Bank holiadys are notorious for accidents in the home and garden as people engage in DIY and buy new appliances, but the risks of the modern home are trivial compared to Victorian times.

An exhibition at the Science Museum in London, revamped for the Easter weekend, revisits the potentially lethal hazards posed by household gadgets over the past 150 years.

Take the simple task of chopping vegetables or meat. In the 1880s some people did this with a hand-operated machine reputedly based on the design of a Mississippi steamboat's paddle machinery. This came with a degree of risk.

The chopper and mixer used a ratchet to rotate a container while a beam-and-crank mechanism worked the chopper. Unwary operators risked losing a few fingers in the fast-moving blades. "The food chopper is terrible," said Helen Peavitt, the curator of the museum's Secret Life of the Home gallery. "Obviously someone had a bit of fun inventing it. At one end you've got this pretty lethal big knife that rapidly goes up and down without any protection."

At the turn of the last century clockwork "teasmades" became popular. This bedside contraption, which looks like it was designed by Heath Robinson, used an alarm clock as the trigger for a match to strike against moving sandpaper, lighting a spirit stove under a kettle. When the water boiled, bubbles lifted a hinged flap causing the kettle to tilt so that it poured boiling water into a teapot. That was the theory. In practice, having a naked flame, inflammable liquid and boiling water at the bedside provided ample scope for accidents.

An 1850s solution to heating bathwater was to light a fire in a container and put the whole contraption inside the bath, with the combustion continuing until the water reached an appropriate temperature.

Twenty years later came the gas-heated bath, which involved lighting a Bunsen burner and letting it swing like a pendulum under the bathtub - bathers risked carbon monoxide poisoning if they failed to turn it off before entering the water.

The Secret Life gallery includes many other examples of potentially lethal inventions that were nevertheless eagerly sought after.
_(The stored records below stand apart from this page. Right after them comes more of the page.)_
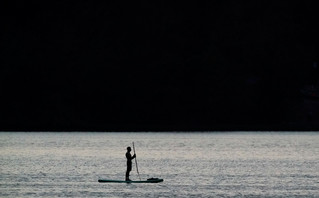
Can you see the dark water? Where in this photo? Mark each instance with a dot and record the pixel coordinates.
(235, 164)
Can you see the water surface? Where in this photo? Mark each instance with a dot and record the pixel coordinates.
(237, 164)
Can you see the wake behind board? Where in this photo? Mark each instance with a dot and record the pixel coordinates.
(151, 180)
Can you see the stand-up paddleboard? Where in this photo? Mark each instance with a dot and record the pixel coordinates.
(151, 180)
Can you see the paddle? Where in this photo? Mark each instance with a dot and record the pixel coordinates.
(136, 162)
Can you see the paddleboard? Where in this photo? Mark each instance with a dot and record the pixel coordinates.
(151, 180)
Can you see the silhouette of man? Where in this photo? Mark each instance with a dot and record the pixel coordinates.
(129, 158)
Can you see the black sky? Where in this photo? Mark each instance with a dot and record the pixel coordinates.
(216, 65)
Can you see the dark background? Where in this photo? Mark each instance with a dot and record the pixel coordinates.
(217, 65)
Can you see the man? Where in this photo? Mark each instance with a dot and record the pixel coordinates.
(129, 163)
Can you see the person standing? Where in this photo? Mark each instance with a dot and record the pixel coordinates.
(129, 158)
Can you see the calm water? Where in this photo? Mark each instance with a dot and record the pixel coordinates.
(192, 164)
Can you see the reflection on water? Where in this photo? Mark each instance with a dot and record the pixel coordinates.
(191, 164)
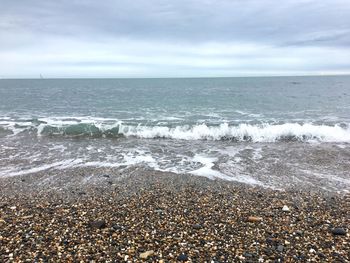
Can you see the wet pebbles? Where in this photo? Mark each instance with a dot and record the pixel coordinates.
(160, 217)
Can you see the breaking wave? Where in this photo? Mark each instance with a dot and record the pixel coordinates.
(266, 132)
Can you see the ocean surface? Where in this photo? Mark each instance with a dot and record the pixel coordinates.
(275, 132)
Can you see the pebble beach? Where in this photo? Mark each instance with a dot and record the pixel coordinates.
(149, 216)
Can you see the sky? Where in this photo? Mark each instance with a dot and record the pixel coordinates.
(167, 38)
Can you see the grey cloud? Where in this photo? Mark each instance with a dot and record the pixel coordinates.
(207, 20)
(227, 37)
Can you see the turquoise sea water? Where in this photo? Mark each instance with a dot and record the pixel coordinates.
(265, 131)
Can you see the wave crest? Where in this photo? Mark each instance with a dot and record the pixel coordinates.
(244, 132)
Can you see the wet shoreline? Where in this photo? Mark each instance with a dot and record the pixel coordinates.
(105, 215)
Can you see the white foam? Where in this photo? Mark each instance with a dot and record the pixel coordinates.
(60, 165)
(256, 133)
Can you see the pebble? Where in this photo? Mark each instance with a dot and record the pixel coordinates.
(285, 208)
(254, 219)
(197, 226)
(98, 224)
(280, 248)
(110, 224)
(338, 231)
(182, 257)
(147, 254)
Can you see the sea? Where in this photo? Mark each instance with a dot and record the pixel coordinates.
(271, 132)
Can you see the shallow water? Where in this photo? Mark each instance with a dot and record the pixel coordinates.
(274, 132)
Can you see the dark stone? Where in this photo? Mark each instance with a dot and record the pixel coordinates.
(159, 211)
(118, 227)
(299, 232)
(197, 226)
(98, 224)
(280, 248)
(338, 231)
(182, 257)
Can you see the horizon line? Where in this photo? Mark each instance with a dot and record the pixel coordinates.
(200, 77)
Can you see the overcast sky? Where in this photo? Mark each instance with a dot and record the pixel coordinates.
(168, 38)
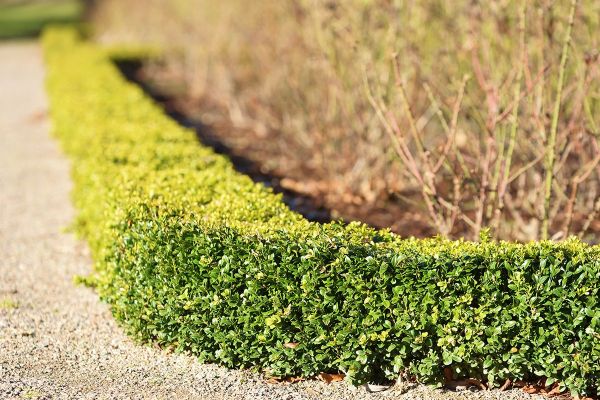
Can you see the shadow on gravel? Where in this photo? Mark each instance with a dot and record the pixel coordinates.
(302, 204)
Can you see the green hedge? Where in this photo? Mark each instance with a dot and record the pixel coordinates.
(192, 255)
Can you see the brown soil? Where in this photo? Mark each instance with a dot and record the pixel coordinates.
(260, 155)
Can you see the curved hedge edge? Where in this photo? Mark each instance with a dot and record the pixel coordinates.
(193, 255)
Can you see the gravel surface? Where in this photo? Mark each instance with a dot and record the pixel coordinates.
(56, 339)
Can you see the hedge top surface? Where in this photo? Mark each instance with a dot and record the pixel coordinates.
(191, 254)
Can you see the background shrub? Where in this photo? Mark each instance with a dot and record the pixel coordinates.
(448, 109)
(190, 254)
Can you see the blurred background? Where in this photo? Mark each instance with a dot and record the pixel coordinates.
(426, 117)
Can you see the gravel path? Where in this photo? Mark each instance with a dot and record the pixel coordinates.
(56, 339)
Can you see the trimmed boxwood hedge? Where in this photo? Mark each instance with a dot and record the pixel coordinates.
(193, 255)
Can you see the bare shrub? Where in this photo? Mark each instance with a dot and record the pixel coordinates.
(473, 114)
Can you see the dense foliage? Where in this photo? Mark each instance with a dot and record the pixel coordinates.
(193, 255)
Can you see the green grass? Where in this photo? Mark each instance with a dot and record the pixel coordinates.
(27, 18)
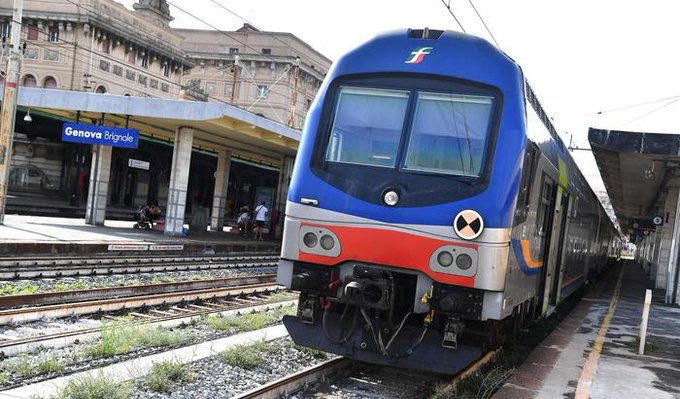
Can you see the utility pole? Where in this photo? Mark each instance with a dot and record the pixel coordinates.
(234, 79)
(9, 104)
(293, 96)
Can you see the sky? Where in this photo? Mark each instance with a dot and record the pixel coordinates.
(581, 57)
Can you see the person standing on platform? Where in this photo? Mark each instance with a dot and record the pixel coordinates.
(260, 217)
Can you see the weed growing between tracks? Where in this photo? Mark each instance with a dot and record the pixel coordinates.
(249, 321)
(490, 377)
(247, 357)
(95, 387)
(164, 374)
(18, 288)
(118, 339)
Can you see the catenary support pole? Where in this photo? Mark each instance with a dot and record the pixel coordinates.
(9, 104)
(220, 193)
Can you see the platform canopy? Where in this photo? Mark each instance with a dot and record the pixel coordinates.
(637, 169)
(216, 125)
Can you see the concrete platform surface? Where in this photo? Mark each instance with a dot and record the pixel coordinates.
(594, 352)
(36, 235)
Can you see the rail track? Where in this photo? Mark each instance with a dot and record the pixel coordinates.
(170, 316)
(342, 377)
(50, 267)
(104, 300)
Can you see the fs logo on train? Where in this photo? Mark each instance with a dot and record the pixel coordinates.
(418, 55)
(468, 224)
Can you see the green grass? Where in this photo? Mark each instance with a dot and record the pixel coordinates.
(164, 374)
(21, 365)
(117, 339)
(249, 321)
(18, 289)
(315, 353)
(247, 357)
(76, 285)
(49, 366)
(95, 387)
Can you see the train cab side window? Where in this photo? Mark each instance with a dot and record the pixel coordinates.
(367, 127)
(449, 134)
(528, 174)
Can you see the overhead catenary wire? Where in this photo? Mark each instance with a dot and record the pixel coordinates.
(625, 107)
(657, 109)
(448, 7)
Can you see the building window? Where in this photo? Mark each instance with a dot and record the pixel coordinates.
(53, 34)
(52, 55)
(32, 32)
(210, 88)
(106, 46)
(6, 29)
(29, 81)
(50, 83)
(262, 91)
(31, 53)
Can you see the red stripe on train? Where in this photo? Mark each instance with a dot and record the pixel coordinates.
(388, 247)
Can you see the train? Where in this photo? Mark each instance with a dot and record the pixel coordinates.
(432, 208)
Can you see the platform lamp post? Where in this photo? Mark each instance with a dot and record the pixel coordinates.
(9, 104)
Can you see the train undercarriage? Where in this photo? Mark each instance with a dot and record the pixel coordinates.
(381, 315)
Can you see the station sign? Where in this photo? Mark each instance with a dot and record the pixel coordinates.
(104, 135)
(138, 164)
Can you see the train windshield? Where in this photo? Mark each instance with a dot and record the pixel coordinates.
(368, 126)
(449, 134)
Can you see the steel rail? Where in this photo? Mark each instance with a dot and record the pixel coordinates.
(109, 305)
(183, 316)
(30, 269)
(50, 298)
(296, 381)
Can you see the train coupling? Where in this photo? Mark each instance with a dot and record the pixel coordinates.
(452, 330)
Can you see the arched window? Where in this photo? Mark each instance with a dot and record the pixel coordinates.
(29, 81)
(50, 83)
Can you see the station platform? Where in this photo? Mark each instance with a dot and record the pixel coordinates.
(50, 236)
(593, 353)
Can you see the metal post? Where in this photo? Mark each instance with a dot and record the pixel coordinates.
(9, 104)
(293, 95)
(234, 80)
(673, 256)
(643, 323)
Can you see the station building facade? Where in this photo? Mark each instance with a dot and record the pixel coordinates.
(100, 46)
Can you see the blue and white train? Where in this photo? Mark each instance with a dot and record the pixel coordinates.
(432, 203)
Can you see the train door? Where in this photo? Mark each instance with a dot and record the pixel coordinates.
(555, 226)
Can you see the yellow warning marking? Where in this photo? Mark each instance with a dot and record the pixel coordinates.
(590, 367)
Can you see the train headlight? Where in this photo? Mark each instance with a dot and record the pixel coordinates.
(391, 198)
(445, 259)
(310, 240)
(327, 242)
(463, 261)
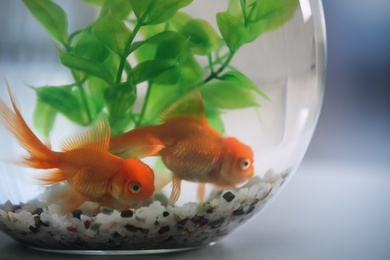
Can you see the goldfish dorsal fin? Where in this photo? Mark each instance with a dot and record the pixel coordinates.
(189, 105)
(97, 136)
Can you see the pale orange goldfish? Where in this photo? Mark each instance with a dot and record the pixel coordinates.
(191, 148)
(91, 172)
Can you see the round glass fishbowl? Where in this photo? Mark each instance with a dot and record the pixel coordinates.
(151, 126)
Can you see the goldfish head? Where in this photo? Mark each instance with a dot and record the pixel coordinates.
(134, 182)
(237, 165)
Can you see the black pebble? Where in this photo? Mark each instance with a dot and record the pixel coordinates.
(34, 229)
(228, 196)
(164, 229)
(38, 211)
(77, 213)
(127, 213)
(238, 212)
(250, 210)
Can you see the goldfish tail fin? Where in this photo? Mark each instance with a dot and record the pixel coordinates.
(136, 144)
(96, 136)
(176, 189)
(51, 178)
(201, 191)
(41, 157)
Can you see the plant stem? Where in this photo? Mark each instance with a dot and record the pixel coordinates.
(129, 42)
(144, 105)
(84, 101)
(223, 66)
(124, 57)
(210, 60)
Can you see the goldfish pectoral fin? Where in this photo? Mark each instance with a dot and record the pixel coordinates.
(161, 179)
(51, 178)
(189, 105)
(176, 189)
(142, 151)
(67, 199)
(201, 191)
(96, 136)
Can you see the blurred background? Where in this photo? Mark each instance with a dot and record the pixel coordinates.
(355, 120)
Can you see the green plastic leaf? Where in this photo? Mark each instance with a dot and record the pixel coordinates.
(63, 101)
(87, 46)
(255, 18)
(44, 118)
(160, 97)
(117, 8)
(202, 36)
(191, 72)
(149, 70)
(51, 16)
(264, 16)
(239, 78)
(179, 20)
(88, 66)
(95, 88)
(95, 2)
(156, 11)
(228, 95)
(113, 33)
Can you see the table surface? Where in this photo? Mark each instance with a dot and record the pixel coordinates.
(328, 210)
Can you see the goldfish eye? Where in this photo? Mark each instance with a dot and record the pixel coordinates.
(245, 164)
(135, 187)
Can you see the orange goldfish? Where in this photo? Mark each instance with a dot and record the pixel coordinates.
(190, 148)
(91, 172)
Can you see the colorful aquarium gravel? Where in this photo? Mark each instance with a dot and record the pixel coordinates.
(148, 227)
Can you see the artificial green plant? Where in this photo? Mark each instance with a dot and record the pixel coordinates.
(151, 44)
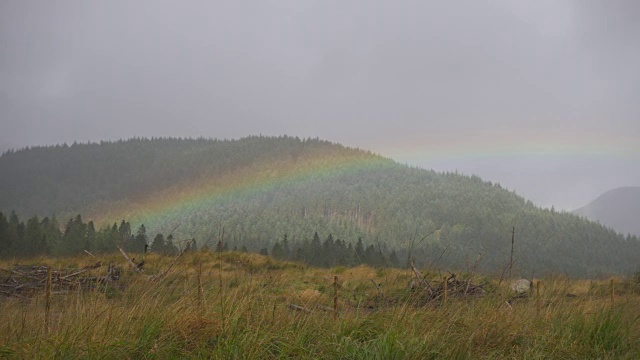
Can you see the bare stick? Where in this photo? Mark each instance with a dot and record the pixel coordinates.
(444, 294)
(47, 308)
(612, 292)
(472, 272)
(335, 296)
(299, 308)
(513, 236)
(131, 263)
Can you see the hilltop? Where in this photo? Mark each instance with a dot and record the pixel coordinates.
(617, 208)
(256, 190)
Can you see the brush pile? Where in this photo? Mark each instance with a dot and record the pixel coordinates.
(24, 281)
(451, 285)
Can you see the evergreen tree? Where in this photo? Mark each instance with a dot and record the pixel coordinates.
(158, 245)
(5, 246)
(33, 238)
(140, 240)
(170, 247)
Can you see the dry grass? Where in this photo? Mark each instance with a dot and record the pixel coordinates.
(242, 311)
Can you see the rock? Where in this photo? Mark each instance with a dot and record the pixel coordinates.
(521, 286)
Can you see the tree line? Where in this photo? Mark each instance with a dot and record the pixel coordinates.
(45, 237)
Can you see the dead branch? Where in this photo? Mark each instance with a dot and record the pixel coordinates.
(300, 308)
(131, 263)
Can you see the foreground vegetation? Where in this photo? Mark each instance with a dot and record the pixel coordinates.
(239, 305)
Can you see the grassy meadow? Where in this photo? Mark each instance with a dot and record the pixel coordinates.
(239, 305)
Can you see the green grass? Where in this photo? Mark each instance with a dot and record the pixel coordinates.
(242, 312)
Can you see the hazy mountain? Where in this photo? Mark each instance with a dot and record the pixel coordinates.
(618, 208)
(258, 189)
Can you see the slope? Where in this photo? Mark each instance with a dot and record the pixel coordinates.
(618, 208)
(258, 189)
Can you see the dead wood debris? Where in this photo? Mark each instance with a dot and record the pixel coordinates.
(24, 281)
(455, 287)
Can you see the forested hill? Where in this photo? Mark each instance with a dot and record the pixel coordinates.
(256, 190)
(618, 208)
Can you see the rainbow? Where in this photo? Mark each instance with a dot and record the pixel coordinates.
(211, 190)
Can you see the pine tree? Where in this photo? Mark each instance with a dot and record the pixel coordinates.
(159, 245)
(140, 240)
(4, 236)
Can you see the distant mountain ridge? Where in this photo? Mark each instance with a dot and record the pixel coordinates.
(256, 190)
(618, 208)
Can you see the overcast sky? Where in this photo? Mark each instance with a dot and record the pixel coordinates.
(540, 96)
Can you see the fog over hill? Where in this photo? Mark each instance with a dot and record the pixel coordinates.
(257, 190)
(617, 208)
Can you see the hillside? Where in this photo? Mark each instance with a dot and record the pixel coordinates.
(618, 208)
(256, 190)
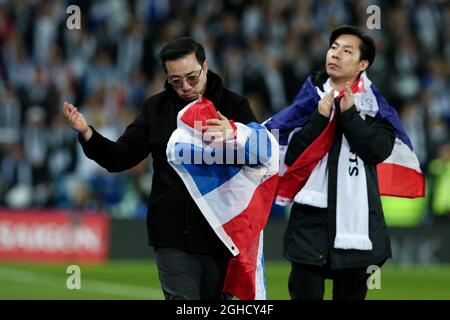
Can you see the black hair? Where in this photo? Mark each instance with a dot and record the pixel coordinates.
(182, 47)
(367, 46)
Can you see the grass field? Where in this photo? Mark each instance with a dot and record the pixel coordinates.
(137, 279)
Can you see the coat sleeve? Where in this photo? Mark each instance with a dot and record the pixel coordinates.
(371, 139)
(130, 149)
(302, 139)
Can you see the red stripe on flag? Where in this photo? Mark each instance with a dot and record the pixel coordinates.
(398, 181)
(248, 224)
(245, 230)
(298, 173)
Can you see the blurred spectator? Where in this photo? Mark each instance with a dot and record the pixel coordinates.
(264, 49)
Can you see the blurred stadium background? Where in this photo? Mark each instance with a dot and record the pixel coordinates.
(58, 208)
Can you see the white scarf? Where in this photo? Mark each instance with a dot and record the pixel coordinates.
(352, 208)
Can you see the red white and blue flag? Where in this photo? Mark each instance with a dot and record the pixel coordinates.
(233, 183)
(399, 175)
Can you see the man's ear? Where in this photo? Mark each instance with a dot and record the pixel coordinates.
(363, 65)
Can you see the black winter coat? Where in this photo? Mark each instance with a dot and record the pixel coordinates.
(310, 234)
(173, 218)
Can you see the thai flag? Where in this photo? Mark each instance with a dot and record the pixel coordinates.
(399, 175)
(233, 183)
"The beauty of the gallery is that it combines lots of different types of objects that could be about heating, or cooking, or washing," Mrs Peavitt said. "It shows how they progressed chronologically and the weird and wonderful things our ancestors might have used.

"A lot of these things would have been aimed at upper-class, or middle-class families. They would have lasted a few years and then have evolved into something more safe and practical."

Before the discovery of electricity, pressing clothes was done with hollow irons filled with hot charcoal (a method still used in some parts of the world). A ceramic hair dryer worked by filling it with hot water and gently stroking the scalp, with the attendant risk of scalding.

One of the most dangerous electrical devices was the mangle, for wringing water out of wet clothes, a commonplace labour saver until the development of the spin dryer in the 1960s. "Mangles were notoriously dangerous," Ms Peavitt said. "We even got to a point where Leeds Infirmary had to have a dedicated clinic for mangle injuries."